Une foule nombreuse les entoure, transportée de reconnaissance et de joie. On rend grâces au vainqueur, comme s’il eût été Dieu lui-même. Tous ceux qui viennent le remercier sont maigres et pâles, comme gens depuis longtemps enfermés dans une obscurité profonde. Un vieillard dit à Lancelot : « Sire, veuillez faire un nouvel effort et me suivre, vous verrez nouvelle aventure. » Lancelot se lève avec peine et rentre dans le cimetière avec le vieillard qui le conduit devant une belle tombe de marbre. À peine l’a-t-il vue qu’il se trouve guéri et dispos, comme avant de tenter l’épreuve du moutier.

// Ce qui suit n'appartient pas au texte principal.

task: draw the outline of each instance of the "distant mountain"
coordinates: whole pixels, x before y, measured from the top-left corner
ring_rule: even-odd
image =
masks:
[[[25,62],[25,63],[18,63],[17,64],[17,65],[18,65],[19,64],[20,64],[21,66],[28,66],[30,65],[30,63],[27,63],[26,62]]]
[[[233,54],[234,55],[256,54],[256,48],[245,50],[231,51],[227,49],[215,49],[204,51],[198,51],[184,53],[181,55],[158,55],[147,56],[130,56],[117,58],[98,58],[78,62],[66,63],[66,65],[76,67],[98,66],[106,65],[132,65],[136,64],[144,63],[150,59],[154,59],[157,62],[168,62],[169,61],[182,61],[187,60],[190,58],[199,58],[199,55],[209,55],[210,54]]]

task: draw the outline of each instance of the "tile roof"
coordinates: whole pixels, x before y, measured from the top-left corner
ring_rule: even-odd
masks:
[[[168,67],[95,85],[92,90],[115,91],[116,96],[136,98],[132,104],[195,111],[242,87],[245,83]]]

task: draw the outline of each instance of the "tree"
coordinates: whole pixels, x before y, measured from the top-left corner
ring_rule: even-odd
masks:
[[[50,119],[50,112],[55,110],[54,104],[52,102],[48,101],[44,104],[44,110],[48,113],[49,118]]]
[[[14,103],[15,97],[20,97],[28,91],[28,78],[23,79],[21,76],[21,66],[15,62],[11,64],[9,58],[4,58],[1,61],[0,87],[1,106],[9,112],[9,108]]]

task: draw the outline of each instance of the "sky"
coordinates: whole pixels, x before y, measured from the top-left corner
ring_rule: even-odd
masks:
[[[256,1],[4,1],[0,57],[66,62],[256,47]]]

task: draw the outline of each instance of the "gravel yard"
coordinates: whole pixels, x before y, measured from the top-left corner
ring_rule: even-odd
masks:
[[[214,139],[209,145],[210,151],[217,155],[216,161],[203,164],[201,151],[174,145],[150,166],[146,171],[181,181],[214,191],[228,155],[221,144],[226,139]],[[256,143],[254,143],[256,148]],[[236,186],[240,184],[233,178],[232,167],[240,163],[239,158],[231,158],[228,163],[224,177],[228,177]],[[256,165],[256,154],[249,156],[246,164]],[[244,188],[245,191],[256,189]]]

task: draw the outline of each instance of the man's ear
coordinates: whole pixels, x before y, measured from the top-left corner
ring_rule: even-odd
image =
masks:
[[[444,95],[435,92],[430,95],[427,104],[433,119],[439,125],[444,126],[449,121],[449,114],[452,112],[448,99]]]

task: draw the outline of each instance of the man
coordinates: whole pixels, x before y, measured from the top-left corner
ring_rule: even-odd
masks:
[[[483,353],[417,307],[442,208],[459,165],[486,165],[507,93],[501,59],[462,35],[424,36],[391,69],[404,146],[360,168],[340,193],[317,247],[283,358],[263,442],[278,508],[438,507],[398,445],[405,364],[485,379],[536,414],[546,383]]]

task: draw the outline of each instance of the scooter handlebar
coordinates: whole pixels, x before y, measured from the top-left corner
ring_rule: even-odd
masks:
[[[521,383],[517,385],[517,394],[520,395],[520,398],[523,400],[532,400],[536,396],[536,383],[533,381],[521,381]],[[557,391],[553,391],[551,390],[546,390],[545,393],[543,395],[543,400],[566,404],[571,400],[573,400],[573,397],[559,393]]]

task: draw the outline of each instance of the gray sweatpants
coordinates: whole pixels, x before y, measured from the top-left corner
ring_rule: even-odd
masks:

Les gens du château qui lui devaient leur délivrance le supplient de passer la nuit au milieu d’eux ; il ne put s’en défendre.

Avant qu’il ne s’endormît, la demoiselle avait eu soin de lui conter l’origine de cette mauvaise coutume. Messire Yvain eut besoin de puissants topiques pour fermer ses plaies et pour trouver la force de remonter en même temps que Lancelot. La demoiselle chevauchait toujours devant eux avec l’intention de les conduire non pas encore à la Tour douloureuse, mais au Val des faux amants.

  1. « Dame à vous me comant où que je sois. » Invocation exprimée pour la première fois, et cent fois répétée par les héros de romans à la suite, jusqu’à Don Quichotte.